Key details: Primary Chapter: Chapter 138 — Vegetation (Subpart B, Land Development Code). Articles: I General, II Landscaping (§ 138-46), III Trees. Permit Office: Building, Permitting & Inspections (239-321-7925). Code Compliance: 239-321-7940 (1825 Hendry St., Suite 101). State Overlays: FS 163.045 + 373.185 + 403.9321-9333.
Common violations enforced under Chapter 138: (1) removing a native or specimen tree without a permit outside the FS 163.045 exemption — Notice of Violation, mandatory replacement, Special Magistrate fines; (2) failing to install required Chapter 138 Article II landscape buffers — blocks Certificate of Occupancy; (3) installing artificial turf in lieu of required live plant material in landscape buffers — plan-review denial; (4) failing to maintain the 12-inch grass/weed height — City abatement plus lien.
Tree Replacement Requirements
Removal of a protected, specimen, or required-landscape tree under Fort Myers Chapter 138 (Vegetation), Article II (Landscaping, including § 138-46), generally triggers replacement with same-or-compatible native species.

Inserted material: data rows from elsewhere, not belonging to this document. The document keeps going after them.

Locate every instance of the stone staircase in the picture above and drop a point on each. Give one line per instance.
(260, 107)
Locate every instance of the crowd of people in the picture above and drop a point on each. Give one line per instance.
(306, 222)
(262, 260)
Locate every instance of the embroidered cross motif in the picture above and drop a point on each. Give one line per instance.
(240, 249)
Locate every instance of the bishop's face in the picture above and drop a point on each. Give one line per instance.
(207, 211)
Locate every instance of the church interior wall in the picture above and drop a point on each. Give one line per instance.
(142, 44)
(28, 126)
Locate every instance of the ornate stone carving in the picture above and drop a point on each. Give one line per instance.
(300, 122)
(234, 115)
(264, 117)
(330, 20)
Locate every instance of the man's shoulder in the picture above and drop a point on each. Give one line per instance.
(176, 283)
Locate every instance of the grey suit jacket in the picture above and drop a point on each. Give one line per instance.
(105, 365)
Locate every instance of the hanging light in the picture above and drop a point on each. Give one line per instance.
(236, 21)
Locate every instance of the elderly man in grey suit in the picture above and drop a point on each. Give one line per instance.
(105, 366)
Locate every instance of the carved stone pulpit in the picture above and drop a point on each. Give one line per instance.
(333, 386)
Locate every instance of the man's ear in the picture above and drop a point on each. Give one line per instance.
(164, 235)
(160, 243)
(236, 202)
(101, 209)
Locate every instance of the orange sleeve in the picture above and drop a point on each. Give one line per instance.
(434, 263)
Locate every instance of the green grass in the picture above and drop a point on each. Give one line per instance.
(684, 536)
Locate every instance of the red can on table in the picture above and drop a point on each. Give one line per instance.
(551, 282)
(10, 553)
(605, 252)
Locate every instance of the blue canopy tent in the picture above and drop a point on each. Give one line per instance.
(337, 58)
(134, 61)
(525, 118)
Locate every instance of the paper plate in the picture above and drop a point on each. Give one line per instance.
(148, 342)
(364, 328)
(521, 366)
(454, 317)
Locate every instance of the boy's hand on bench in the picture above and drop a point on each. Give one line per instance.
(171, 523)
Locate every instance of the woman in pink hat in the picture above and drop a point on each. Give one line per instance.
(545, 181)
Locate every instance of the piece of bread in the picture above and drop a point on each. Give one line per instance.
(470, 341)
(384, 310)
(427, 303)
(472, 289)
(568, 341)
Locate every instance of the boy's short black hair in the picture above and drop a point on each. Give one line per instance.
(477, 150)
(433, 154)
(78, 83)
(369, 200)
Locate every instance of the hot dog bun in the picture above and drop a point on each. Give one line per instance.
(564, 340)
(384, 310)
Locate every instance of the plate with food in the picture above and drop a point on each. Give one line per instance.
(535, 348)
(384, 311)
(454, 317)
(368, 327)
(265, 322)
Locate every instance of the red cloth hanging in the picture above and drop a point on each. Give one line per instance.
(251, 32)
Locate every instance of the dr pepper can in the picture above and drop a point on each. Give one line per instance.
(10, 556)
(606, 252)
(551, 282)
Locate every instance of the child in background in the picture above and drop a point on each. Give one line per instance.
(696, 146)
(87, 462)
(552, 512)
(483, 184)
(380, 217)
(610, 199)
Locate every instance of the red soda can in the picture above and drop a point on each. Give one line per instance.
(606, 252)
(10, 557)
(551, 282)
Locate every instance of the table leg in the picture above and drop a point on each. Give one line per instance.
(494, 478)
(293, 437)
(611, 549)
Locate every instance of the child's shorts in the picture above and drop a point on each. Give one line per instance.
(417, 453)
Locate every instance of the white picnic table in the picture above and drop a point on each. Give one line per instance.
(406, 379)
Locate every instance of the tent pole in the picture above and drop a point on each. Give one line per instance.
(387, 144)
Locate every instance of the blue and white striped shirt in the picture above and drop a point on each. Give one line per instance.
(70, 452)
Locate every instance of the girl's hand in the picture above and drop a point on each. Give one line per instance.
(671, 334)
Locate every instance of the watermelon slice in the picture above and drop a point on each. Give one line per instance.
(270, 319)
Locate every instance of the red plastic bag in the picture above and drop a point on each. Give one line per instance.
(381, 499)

Replacement is typically calibrated to the size class of the removed tree, with mitigation enforced through the Building, Permitting & Inspections Division at landscape plan review.
Key details: Authority: Chapter 138 Art. II (Landscaping) + Art. III (Trees). Scaling: By DBH of removed tree (specimen/protected). Preferred Species: Native / Florida-Friendly list. Inspection: Required before Certificate of Occupancy. Mangrove Carve-Out: FDEP — FS 403.9321-403.9333.
Failure to install required replacement trees voids the tree-removal permit and blocks issuance of the Certificate of Occupancy for new construction. Existing owners can be cited by Code Compliance under Chapter 138 with mandatory installation and Special Magistrate fines under Chapter 2, Article V. Replacement trees that die within the City's establishment period can shift replacement liability back to the owner.
The Bottom Line
Fort Myers's tree protection rules are a mixed bag. Some areas are strict, others are relaxed, and the details matter. The best approach is to check the specific rule that applies to your situation rather than assuming Fort Myers is broadly strict or permissive.
All of the above reflects Fort Myers's municipal code as of our last review. If you need specifics on fines, exemptions, or filing requirements, the detailed ordinance pages linked above have the full breakdown.